In human genetics, Haplogroup G2a3b1 (P303) is a Y-chromosome haplogroup. It is a branch of haplogroup G (Y-DNA) (M201). In descending order, G2a3b1 is additionally a branch of G2 (P287), G2a (P15), G2a3 (L30 or S126) and finally G2a3b (L141). This haplogroup represents the majority of haplogroup G men in most areas of Europe west of Russia and the Black Sea. To the east, G2a3b1-except in the Caucasus Mountains area-is just a large or small minority among G persons in such locales as Turkey, the Middle East, Iran, the southern Caucasus area, China and India.

Contents

Genetic Features

All G2a3b1 men carry the P303 or S135 SNP Y-DNA mutation. There are also some short tandem repeat (STR) findings among G2a3b1 men which help in subgrouping them. Many of the men have an unusual value of 13 for marker DYS388, and some have 9 at DYS568. STR marker oddities are often different in each G2a3b1 subgroup, and characteristic marker values can vary by subgroup. Often the values of STR markers DYS391, DYS392 and DYS393, however, are respectively 10, 11 and 14 or some slight variation on these for all G2a3b1 men.

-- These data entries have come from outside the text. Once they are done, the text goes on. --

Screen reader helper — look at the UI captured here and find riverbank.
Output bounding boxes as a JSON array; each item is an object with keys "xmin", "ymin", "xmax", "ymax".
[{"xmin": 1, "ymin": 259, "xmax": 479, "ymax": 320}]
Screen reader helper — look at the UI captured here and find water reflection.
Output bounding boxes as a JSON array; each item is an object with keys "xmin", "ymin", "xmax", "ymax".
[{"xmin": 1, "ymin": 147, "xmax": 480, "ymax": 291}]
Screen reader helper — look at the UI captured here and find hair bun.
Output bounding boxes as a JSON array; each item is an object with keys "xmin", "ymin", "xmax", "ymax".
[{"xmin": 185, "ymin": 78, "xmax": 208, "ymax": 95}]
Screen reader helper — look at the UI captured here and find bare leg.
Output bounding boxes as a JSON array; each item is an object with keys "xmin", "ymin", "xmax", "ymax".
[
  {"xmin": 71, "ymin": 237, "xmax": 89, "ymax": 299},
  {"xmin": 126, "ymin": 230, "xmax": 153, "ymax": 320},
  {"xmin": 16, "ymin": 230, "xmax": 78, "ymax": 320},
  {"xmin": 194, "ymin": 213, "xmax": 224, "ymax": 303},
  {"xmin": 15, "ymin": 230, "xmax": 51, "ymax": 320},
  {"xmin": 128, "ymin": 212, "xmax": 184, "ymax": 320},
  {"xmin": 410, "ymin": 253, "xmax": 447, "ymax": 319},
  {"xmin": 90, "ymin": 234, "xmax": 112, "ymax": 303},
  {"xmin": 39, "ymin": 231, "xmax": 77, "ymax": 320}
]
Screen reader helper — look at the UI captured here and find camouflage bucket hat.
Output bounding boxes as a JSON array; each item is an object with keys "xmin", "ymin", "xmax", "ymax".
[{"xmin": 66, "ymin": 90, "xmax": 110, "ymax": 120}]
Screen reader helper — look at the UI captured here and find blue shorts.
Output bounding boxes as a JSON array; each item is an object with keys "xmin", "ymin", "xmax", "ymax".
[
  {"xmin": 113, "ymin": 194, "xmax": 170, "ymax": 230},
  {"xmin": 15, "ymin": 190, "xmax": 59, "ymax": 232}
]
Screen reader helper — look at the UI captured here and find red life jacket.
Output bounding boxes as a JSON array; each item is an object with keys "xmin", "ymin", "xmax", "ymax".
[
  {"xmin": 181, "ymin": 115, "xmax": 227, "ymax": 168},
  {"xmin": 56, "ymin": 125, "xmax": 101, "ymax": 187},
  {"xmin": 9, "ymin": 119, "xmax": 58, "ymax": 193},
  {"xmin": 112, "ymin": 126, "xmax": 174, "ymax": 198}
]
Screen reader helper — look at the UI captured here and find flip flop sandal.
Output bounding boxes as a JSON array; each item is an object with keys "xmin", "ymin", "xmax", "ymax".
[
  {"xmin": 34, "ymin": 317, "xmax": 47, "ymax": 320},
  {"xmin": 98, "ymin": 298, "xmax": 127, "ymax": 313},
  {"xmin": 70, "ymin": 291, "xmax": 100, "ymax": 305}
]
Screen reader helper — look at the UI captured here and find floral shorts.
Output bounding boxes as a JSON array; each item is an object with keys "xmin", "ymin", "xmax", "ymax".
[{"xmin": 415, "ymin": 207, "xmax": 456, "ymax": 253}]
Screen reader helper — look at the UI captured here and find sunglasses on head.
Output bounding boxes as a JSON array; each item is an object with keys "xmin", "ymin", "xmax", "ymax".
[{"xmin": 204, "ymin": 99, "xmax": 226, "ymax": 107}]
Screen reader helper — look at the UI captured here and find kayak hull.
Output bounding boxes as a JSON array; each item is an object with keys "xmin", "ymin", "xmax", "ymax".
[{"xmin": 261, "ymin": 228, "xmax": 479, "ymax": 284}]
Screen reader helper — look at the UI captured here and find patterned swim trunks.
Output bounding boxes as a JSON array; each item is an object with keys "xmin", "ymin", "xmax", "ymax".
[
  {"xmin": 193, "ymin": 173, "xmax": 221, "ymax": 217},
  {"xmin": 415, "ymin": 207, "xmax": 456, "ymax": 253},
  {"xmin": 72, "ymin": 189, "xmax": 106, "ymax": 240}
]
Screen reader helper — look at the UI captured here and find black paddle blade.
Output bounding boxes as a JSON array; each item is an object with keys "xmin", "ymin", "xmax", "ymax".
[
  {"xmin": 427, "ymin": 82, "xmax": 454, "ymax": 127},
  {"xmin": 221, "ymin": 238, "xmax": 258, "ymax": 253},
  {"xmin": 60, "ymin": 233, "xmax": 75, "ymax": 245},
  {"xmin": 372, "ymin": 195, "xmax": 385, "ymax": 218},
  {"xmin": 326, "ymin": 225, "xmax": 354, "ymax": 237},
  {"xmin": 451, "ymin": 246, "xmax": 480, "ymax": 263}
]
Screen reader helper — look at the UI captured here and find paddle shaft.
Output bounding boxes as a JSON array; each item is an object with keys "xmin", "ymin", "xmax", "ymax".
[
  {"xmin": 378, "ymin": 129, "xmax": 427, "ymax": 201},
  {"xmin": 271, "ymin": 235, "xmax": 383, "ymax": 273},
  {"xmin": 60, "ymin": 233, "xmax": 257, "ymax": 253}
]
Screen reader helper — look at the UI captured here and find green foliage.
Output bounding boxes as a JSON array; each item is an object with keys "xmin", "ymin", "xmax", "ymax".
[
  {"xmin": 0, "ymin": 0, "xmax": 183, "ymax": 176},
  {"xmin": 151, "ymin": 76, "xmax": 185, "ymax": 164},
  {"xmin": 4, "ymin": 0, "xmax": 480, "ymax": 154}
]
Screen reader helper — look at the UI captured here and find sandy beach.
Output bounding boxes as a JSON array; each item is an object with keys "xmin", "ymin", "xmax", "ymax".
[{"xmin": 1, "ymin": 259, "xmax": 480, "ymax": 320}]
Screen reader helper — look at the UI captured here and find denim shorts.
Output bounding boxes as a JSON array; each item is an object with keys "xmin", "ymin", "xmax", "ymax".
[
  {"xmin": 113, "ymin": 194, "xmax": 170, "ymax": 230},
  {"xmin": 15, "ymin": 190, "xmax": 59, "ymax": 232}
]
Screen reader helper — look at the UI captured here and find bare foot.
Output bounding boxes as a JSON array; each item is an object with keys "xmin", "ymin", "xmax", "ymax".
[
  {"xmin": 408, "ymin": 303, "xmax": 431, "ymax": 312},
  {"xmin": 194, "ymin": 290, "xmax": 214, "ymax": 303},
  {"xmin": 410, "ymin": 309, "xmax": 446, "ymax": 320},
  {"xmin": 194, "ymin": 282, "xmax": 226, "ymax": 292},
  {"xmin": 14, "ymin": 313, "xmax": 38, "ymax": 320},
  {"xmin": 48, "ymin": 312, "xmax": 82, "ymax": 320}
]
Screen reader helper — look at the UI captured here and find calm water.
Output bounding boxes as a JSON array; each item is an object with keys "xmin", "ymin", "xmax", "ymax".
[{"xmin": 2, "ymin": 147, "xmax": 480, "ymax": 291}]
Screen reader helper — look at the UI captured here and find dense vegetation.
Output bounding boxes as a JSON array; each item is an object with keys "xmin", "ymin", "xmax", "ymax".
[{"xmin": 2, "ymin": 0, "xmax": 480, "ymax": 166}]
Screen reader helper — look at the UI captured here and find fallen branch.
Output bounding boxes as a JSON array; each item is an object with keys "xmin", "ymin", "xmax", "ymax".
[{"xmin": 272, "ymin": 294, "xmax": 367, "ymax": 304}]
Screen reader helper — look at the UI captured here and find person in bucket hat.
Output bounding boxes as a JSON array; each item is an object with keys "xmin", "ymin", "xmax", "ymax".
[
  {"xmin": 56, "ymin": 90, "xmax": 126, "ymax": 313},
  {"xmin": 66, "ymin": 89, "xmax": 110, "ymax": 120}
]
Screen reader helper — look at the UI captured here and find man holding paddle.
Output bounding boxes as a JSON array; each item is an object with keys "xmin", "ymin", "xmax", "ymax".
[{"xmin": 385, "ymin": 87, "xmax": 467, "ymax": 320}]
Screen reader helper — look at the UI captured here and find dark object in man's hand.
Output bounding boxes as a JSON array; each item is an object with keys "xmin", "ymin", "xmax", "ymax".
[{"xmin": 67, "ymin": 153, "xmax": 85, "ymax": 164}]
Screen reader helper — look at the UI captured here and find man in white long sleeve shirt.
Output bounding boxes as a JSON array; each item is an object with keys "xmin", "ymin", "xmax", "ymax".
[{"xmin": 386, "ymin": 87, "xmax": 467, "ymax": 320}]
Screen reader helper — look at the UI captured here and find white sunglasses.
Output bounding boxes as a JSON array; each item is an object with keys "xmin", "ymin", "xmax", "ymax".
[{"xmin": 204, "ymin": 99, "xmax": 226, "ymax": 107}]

P303 first became available for public testing in fall 2008, and the P designation indicates it was identified at the University of Arizona. The mutation is found on the Y chromosome at position 20104736. The forward primer is TTCTTATTTGCTTTGAAACTCAG. The reverse primer is ATTGGCTTATCAGATTGACG. The mutation involves replacement of T by C.[1] This mutation was actually first identified as S135 at Ethnoancestry in London, England, but it took some time to realize that P303, which was independently identified, and S135 were the same.

Dating of G2a3b1 Origin

Research studies have not yet dated the origin of G2a3b1. Based on the number of mutations seen in 67-marker STR values, this P303 mutation perhaps occurred about 5,000 years ago, and the major subgroups developed their mutations several millennia later. The spread to Europe in some subgroups seems to have occurred primarily in the period of 2,500 to 1,500 years ago based on comparisons of samples from Europe west of the Black Sea to samples from more easterly locales. Several subgroups may have originated within Europe.

General Old World Geographical Distribution

The distribution information here is based on the large collection of very likely or proven G2a3b1 samples in the Haplogroup G Project derived from multiple sources.[2]

G2a3b1 definable subgroups are heavily concentrated in Europe west of Russia and the Black Sea, but small numbers are also found in a geographical belt extending from northern Africa to northeastern Asia.

In Europe, the Baltic countries have the lowest population percentage of G2a3b1. Scandinavia is similar, showing half the percentages of G persons seen in the countries to the south.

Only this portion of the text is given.